Posted on 02/27/2007 by Juan

Public Works Minister Seriously Wounded
Vice President Abdul Mahdi narrowly Escapes Assassination
New Oil Law Passes Cabinet

Sunni Arab guerrillas attempted on Monday to assassinate Iraq’s Shiite vice president, Adil Abdul Mahdi, 59, as he visited a the offices of the ministry of public works and municipalities in the upscale Mansour district of the capital. Abdul Mahdi was hurt but escaped serious injury; the force of the blast knocked him down. A Shiite cabinet member, Public Works Minister Riyad Gharib, was seriously injured, and 10 others were killed. Wire services estimated the wounded at between 18 and 32. The bomb had been planted in the office, pointing to an inside job– i.e. someone in the Iraqi government who knew the itinerary of the Vice President and leaked it to the assassins. Abdul Mahdi has often been mentioned as a possible successor to current prime minister Nuri al-Maliki. He belongs to the Supreme Council for Islamic Revolution in Iraq. The leader of SCIRI, Abdul Aziz al-Hakim, had been the target of a bombing over the weekend, and some observers are now saying that the guerrillas are targetting members of that Shiite party.

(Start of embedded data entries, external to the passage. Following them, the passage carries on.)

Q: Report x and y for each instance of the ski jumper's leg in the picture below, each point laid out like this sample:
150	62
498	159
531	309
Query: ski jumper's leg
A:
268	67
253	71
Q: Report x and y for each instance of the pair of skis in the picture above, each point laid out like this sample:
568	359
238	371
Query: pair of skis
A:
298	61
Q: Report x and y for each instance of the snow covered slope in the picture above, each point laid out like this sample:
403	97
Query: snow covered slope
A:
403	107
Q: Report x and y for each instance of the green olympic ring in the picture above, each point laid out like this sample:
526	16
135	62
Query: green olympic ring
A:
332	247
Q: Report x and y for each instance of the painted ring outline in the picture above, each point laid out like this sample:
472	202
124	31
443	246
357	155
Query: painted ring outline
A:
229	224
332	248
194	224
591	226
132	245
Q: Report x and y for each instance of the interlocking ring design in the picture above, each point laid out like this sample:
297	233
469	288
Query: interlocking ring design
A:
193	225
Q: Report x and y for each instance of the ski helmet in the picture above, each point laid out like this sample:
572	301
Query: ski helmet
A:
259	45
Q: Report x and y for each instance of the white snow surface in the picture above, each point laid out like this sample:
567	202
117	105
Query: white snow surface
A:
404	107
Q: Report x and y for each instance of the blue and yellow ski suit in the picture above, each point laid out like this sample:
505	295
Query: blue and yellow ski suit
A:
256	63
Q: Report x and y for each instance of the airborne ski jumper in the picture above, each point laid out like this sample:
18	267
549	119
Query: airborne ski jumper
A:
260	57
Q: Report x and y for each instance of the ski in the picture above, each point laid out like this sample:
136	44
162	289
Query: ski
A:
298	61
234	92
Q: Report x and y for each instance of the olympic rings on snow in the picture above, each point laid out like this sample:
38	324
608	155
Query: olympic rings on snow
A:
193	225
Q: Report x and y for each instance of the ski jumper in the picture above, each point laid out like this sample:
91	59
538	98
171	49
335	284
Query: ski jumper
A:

So as of Monday both Iraq’s president, Jalal Talabani, and one of two vice presidents, are in hospital.

Iraq’s other (Sunni fundamentalist) vice president, Tariq al-Hashimi, in the meantime slammed the current security plan, which has so far mainly involved sweeps in Sunni neighborhoods of the capital. He complained that the plan does not respect residents’ rights and implied that it consisted of a Shiite government cracking down on Sunnis only. He said that the Shiite militias have to be taken on, and that the US needs a plan B in case the surge fails. He also criticized the al-Maliki government for refusing seriously to reach out to the Sunni Arab guerrilla leadership.

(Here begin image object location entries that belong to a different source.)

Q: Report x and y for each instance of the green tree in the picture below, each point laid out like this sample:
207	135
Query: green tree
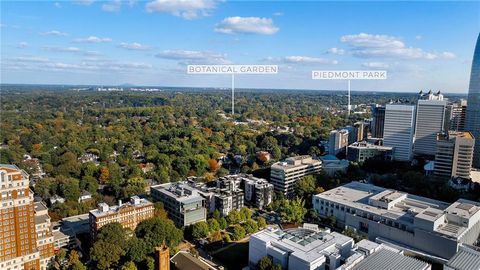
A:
238	232
213	225
200	230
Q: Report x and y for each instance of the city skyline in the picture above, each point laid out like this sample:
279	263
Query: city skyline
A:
421	45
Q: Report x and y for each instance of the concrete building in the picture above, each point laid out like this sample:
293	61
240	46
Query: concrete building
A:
457	116
332	165
467	258
311	248
454	155
26	241
300	248
419	224
429	121
361	151
284	175
472	122
338	142
184	204
399	130
378	121
127	214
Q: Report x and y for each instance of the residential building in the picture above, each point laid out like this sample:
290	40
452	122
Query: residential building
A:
457	116
467	258
258	191
309	247
26	237
454	155
45	240
338	141
420	224
378	121
472	121
284	175
361	151
399	130
184	204
332	165
429	121
127	214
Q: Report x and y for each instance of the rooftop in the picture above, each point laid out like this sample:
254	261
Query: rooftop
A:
386	259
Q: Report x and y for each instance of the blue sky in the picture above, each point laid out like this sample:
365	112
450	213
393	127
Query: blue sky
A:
422	45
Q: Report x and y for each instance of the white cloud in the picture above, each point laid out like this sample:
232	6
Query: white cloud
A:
84	2
246	25
194	57
93	39
133	46
70	50
54	33
384	46
187	9
336	51
295	59
112	6
375	65
22	45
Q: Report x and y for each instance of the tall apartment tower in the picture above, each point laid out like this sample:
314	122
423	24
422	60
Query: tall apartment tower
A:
472	122
457	116
399	130
338	141
378	115
284	175
429	121
454	155
25	242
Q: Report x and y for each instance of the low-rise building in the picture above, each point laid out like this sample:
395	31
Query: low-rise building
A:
402	219
361	151
127	214
184	203
284	175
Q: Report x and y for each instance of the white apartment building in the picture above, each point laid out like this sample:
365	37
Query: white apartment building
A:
418	223
399	130
285	174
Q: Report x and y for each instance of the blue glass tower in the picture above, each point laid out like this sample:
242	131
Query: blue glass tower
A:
472	122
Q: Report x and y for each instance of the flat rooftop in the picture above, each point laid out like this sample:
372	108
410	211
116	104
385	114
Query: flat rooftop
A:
306	244
404	210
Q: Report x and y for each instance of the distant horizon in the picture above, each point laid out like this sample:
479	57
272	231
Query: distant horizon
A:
226	88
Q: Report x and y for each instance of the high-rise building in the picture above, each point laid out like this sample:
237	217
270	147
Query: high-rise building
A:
285	174
378	115
127	214
429	121
26	240
457	116
454	155
338	141
399	130
472	122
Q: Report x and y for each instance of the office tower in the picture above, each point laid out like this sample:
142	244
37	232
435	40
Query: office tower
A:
378	115
472	122
454	155
338	141
284	175
127	214
399	130
26	240
457	116
429	121
359	131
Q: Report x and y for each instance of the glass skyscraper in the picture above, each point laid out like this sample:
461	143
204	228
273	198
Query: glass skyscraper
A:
472	122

In Ramadi, a major Sunni Arab city west of Baghdad, a suicide bomber used ambulance to attack a police station, killing 14 and wounding 10. Al-Hayat reports in Arabic that the Sunni imam of the Mu’awiya Mosque in Ramadi was killed on Monday, as part of an ongoing conflict between tribal forces and “al-Qaeda” (Salafi Jihadis) in al-Anbar. Some 15 bodies were found in the streets of Baghdad on Monday. US and Iraqi troops attempted a sweep of a Baquba neighborhood. There were clashes between Shiite militiamen and British troops in Basra.

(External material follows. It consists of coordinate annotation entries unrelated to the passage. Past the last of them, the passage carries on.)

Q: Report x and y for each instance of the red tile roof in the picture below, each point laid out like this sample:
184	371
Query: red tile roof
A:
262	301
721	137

Also in Basra, al-Hayat reported that Muqtada al-Sadr’s representative in that city, Baha’ al-A’raji, read a statement from him that said, “The decision of the British to withdraw is a sign of the victory of the Resistance there.” He added, “The partial withdrawal of the British forces from the city constitutes a defeat for the forces of Occupation, and is the fruit of the struggle and jihad of the sons of the city.”

Elsewhere in al-Anbar Province, Sunni Arab guerrillas killed a US marine.

There were other scattered bombings and mortar attacks, in Baghdad, Iskandariya, Abbasi, and Mosul.

Pepe Escobar on Iraq’s new oil law, which he sees as a giveaway to US Big Oil.

Reuters reviews the main outlines of the proposed petroleum law, which has been approved by the cabinet but must now get 138 votes in parliament. Since the Kurds have been given the clauses that they want, guaranteeing their ability to act semi-autonomously, and since the Shiites crafted this law, it is likely to sail through.

Note that contrary to US hopes, it does not privatize petroleum, putting it under a government holding company instead. Receipts go to a government account for distribution to the population, a la Alaska. Some critics believe it will make possible deals that are overly generous to the oil companies and which essentially cheat Iraqis, given that the present government is desperate to jump-start new development and foreign companies won’t try to operate in blood-soaked Iraq unless the deal is sweetened enormously. On the other hand, Husayn Shahristani, the oil minister, is an Iraqi nationalist close to Grand Ayatollah Sistani, and had no motivation to see Iraq cheated. I will try to get some readings from oil industry experts and report back.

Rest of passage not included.